Ex-Im Update

Congress comes back from its annual August recess next week. One of the top items on its agenda is deciding the Export-Import Bank’s fate. Ex-Im subsidizes financing for U.S. exporters and their foreign customers. As I outlined here, Ex-Im subsidizes certain businesses at others’ expense. It is a pro-business policy, when what the economy needs are pro-market policies. Ex-Im will also be forced to shut its doors unless Congress reauthorizes its charter by the end of September, making for a golden reform opportunity for corporate welfare opponents.

The merits of the issue are clear enough, but politics is getting in the way. A bill to reauthorizes Ex-Im’s charter would likely pass the Senate, but would have trouble getting through the House. This would ordinarily mean that Ex-Im opponents would succeed in shuttering the agency, since Ex-Im’s expiration is automatic without reauthorization. That means Ex-Im supporters will probably pursue other means, such as tucking Ex-Im’s reauthorization into a must-pass appropriations bill. Ex-Im opponents would have no choice but to swallow that poison pill, or risk another politically costly government shutdown.

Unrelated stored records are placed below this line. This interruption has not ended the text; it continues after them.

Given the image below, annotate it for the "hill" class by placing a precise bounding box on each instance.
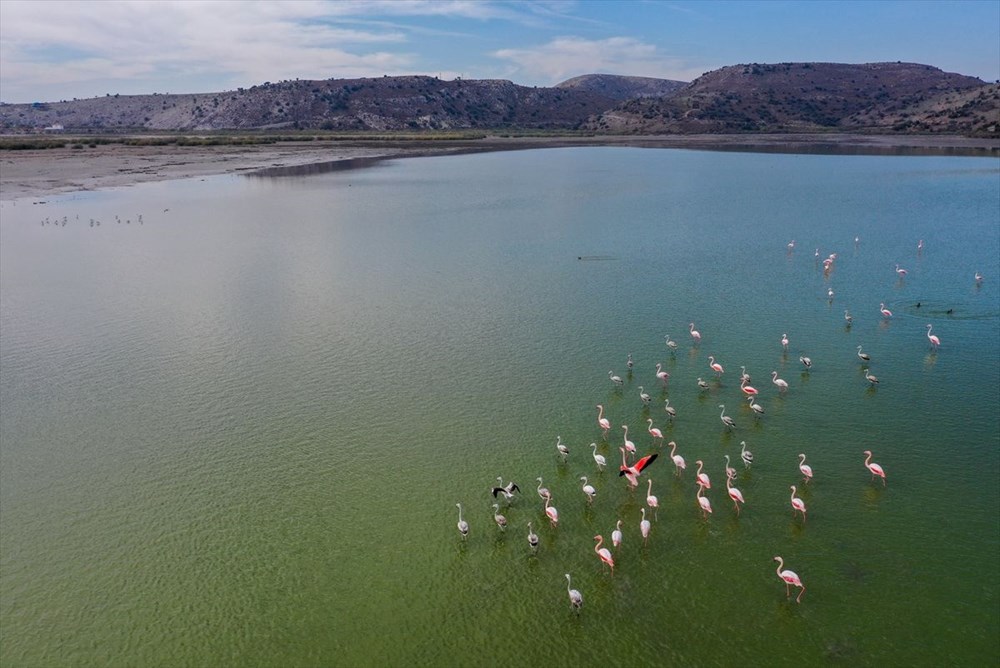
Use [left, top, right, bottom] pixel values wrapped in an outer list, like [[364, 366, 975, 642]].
[[555, 74, 687, 100], [585, 63, 1000, 135]]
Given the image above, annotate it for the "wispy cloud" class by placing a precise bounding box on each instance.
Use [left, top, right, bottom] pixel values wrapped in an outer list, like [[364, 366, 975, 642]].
[[493, 37, 704, 85]]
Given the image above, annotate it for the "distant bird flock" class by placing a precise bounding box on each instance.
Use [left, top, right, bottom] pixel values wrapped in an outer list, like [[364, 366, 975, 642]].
[[456, 238, 968, 612]]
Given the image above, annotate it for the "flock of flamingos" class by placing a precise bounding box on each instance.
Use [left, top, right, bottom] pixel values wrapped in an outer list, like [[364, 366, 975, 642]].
[[455, 239, 983, 611]]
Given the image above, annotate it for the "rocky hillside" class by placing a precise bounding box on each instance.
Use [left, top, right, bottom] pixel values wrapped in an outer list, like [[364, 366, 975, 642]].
[[0, 63, 1000, 137], [0, 76, 616, 132], [556, 74, 687, 100], [585, 63, 1000, 136]]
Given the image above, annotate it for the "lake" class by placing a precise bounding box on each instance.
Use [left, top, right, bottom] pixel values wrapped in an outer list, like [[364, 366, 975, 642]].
[[0, 148, 1000, 667]]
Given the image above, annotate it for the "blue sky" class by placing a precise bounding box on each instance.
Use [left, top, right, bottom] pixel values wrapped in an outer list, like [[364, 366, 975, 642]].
[[0, 0, 1000, 102]]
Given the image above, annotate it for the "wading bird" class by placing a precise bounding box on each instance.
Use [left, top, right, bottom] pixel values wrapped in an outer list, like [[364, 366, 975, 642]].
[[455, 503, 469, 540], [774, 557, 806, 603], [566, 573, 583, 612], [865, 450, 885, 487]]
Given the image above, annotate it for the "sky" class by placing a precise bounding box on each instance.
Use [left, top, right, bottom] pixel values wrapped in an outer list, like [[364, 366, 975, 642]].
[[0, 0, 1000, 102]]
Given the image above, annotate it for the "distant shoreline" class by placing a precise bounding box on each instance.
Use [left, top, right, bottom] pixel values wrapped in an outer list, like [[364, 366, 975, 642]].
[[0, 134, 1000, 200]]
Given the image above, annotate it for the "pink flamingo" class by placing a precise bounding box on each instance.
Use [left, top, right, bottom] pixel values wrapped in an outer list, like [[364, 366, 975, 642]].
[[656, 362, 670, 385], [708, 355, 725, 377], [594, 534, 615, 576], [622, 424, 635, 455], [639, 508, 653, 545], [646, 418, 663, 441], [646, 478, 660, 519], [726, 476, 746, 515], [667, 441, 687, 476], [695, 485, 712, 520], [695, 459, 712, 489], [774, 557, 806, 603], [792, 485, 806, 522], [927, 325, 941, 350], [597, 404, 611, 438], [865, 450, 885, 487], [771, 371, 788, 392], [799, 453, 812, 485], [545, 496, 559, 527]]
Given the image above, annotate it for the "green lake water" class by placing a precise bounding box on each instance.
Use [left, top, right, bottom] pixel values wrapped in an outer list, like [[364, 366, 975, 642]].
[[0, 148, 1000, 668]]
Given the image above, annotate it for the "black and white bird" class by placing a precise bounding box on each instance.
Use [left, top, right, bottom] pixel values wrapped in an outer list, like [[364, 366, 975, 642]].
[[493, 476, 521, 501]]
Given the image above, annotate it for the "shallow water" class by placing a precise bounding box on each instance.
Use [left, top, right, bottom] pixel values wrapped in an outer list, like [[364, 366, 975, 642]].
[[0, 148, 1000, 666]]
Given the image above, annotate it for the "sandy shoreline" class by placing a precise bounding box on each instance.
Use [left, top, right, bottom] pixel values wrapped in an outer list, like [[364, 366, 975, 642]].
[[0, 134, 1000, 200]]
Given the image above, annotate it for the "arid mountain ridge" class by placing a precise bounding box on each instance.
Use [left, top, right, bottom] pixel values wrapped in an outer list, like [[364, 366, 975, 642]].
[[0, 63, 1000, 137]]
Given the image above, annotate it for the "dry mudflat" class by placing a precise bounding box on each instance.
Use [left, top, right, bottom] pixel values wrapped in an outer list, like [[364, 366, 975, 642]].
[[0, 134, 1000, 200]]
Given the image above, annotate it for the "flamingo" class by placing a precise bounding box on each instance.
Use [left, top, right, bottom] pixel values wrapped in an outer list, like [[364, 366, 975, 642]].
[[799, 453, 812, 485], [597, 404, 611, 438], [537, 477, 552, 501], [726, 477, 746, 515], [618, 448, 658, 487], [594, 534, 615, 576], [668, 441, 687, 476], [865, 450, 885, 487], [927, 325, 941, 350], [493, 503, 507, 531], [771, 371, 788, 392], [725, 455, 736, 480], [695, 459, 712, 489], [719, 404, 736, 431], [493, 476, 521, 502], [556, 436, 569, 461], [455, 503, 469, 540], [590, 443, 608, 471], [695, 485, 712, 520], [774, 557, 806, 603], [646, 478, 660, 519], [528, 522, 538, 552], [656, 362, 670, 385], [646, 418, 663, 441], [791, 485, 806, 523], [566, 573, 583, 612], [639, 385, 652, 406], [622, 424, 635, 455], [545, 496, 559, 527]]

If the appropriations bill scenario is what comes to pass, reformers will likely gain some kind of concession, such as a very short reauthorization period. Ex-Im reauthorizations are typically good for four or five years; this reauthorization could last just a few months, forcing Congress to revisit Ex-Im as soon as January or February. This would remove Ex-Im as an election issue for reformers, but still leave them with a genuine chance of victory once the next Congress convenes. It would also give campaigning pro-Ex-Im incumbents a chance to tell voters they can bring home the bacon—especially in Washington State, which receives more than 40 percent of Ex-Im’s total financing, despite housing only 2 percent of the U.S. population.

There are a lot of possible fates for the Export-Import Bank. Whatever happens this month, reformers will have a good chance to end one of the federal government’s largest corporate welfare programs. Readers interested in more detail on the politics of the Ex-Im fight should read John Bresnahan and Jake Sherman’s piece in today’s Politico. For the merits of the issue, see my recent Ex-Im paper.